Sage, an aromatic herb native to the Mediterranean regions of Europe and Asia Minor, has been used for thousands of years medicinally. Egyptian women would drink sage tea for fertility and Hippocrates himself prescribed it for healing. The ancient Chinese valued the herb so much that they were willing to trade four times the weight of their tea for sage.
The genus name for sage, salvia, is derived from the Latin salvere, which means to heal or save, and to be healthy.
Sage has extremely potent antioxidant and antibacterial properties and is thought to have begun as a preservative, when it moved from the medicine cabinet to the kitchen. Early recipes used it in sausage or with meat, as it helps break down fats in food.
Sage is an easy-to-grow herb that is an attractive addition to any home or kitchen garden. Its early summer flowers are beautiful, and it comes in a variety of colors. Sage provides an abundant harvest and holds its flavor well when dried. The leathery leaves are grayish-green in color, and the fragrance varies from a balsam odor to a lavender or even fruity fragrance.
5 tips for growing sage
Provide sun - Sage is a sun-loving plant. Make sure the location you select receives at least 6 hours of sun a day for best plant growth.
Plant in well drained soil - In addition to good sunlight, the area you select should also have excellent drainage to prevent root rot. Sage is particularly fond of rocky slopes.

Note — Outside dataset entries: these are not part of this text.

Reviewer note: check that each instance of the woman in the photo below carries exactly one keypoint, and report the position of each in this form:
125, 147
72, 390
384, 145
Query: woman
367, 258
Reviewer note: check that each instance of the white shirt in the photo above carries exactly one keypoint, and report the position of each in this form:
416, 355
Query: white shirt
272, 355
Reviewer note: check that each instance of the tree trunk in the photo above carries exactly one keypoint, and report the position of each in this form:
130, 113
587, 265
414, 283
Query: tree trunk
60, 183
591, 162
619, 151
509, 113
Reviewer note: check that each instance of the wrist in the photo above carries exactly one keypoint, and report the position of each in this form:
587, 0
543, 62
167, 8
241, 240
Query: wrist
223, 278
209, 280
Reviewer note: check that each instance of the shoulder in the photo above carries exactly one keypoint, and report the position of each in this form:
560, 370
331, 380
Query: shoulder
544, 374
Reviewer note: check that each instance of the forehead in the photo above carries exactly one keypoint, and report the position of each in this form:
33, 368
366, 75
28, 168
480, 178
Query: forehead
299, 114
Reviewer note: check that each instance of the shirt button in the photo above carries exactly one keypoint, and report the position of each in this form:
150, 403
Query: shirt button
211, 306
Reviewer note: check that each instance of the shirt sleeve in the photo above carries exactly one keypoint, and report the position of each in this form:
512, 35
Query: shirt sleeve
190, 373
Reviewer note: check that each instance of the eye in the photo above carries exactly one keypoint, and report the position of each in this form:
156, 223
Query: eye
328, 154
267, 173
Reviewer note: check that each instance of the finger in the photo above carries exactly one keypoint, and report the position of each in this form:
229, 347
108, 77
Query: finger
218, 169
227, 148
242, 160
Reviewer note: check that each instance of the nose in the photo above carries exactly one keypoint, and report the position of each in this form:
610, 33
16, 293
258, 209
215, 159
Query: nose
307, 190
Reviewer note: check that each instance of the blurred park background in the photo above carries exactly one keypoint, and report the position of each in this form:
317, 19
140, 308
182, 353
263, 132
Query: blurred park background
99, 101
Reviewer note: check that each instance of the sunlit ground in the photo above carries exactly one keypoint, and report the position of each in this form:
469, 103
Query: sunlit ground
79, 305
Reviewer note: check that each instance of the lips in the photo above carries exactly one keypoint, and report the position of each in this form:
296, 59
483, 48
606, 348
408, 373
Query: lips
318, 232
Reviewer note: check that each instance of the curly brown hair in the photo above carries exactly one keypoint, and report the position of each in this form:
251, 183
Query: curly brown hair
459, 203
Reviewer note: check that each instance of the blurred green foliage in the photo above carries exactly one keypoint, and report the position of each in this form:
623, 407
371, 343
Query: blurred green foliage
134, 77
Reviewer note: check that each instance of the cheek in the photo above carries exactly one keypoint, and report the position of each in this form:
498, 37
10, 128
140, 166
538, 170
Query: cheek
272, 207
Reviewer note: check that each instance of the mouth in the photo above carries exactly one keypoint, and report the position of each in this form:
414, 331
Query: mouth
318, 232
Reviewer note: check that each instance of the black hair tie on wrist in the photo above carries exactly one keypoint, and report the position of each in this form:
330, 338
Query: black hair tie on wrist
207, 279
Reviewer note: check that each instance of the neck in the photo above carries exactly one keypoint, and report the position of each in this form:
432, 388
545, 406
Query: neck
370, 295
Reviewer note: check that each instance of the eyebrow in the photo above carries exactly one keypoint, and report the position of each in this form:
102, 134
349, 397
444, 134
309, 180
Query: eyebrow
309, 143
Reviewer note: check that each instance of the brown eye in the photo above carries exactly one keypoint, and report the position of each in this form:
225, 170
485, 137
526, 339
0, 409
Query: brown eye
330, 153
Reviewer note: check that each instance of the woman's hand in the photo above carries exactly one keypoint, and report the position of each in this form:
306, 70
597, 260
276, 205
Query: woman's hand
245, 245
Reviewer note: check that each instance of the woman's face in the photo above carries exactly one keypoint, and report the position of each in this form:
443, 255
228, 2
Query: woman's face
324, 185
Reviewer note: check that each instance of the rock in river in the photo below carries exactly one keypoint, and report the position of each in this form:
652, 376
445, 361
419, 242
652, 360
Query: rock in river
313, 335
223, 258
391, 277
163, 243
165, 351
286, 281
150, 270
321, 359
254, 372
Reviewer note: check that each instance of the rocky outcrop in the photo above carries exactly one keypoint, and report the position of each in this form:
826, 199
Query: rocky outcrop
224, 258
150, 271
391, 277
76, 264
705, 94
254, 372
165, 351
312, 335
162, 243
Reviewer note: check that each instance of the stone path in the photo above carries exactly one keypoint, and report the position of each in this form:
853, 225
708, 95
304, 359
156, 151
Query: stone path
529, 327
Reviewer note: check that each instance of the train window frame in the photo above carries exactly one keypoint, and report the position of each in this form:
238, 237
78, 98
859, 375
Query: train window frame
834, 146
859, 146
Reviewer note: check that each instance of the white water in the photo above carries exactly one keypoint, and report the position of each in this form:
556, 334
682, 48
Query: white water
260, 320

Harvest - Let the plant grow for the first year without harvesting. This will allow the plant to establish a better harvest the next year. After the first year, however, it is best to harvest annually.
Pruning - It is a good idea to prune twice a year after harvesting to keep the plant from becoming too busy or weedy. Be sure to use garden clippers that are sharp and clean for this job.
Try growing sage in containers – If you have run out of room in your garden, try growing sage in a pot. This plant can even be grown inside near a bright window. Just remember, potted plants require more water than those placed directly in the ground.
9 things to do with sage
Season meat: Sage goes great wrapped around some sausage, crushed onto chicken, topping a turkey sandwich, or sauteed with beef tips.
Top fruit: The spicy flavor of sage pairs wonderfully with fruit to offset the sweetness. Try with apple, pineapple or mango.
Add to soup and sauces: Adding whole sage leaves to soups and sauces makes for a great flavor boost.
Make tea and cold drinks: Dried sage leaves can be brewed as a tea for sore throat relief. Freeze ice cubes with sage leaves to freshen up cold tea or lemonade. Mix into a smoothie for extra flavor.
Use as a bug repellent: Crushed sage leaves rubbed on your skin repels insects. When camping, burn some dried sage to keep the bugs away or mix in a bottle with white vinegar for an effective topical bug spray.
Remove unpleasant odors: If you have offensive odors such as fish or cigarette smoke lingering around, burn some sage in a dish to freshen the air.
Make soap: Sage soap and lotion are soothing and fragrant. Mix some with your already-made soaps and lotions, or try making some homemade versions.
Landscape: Sage is a beautiful herb and has attractive blooms. This gorgeous plant looks lovely when used as a border.
Make shampoo: Mix sage with a little ivory liquid soap to make shampoo. Sage will leave your hair soft, shiny and smelling great.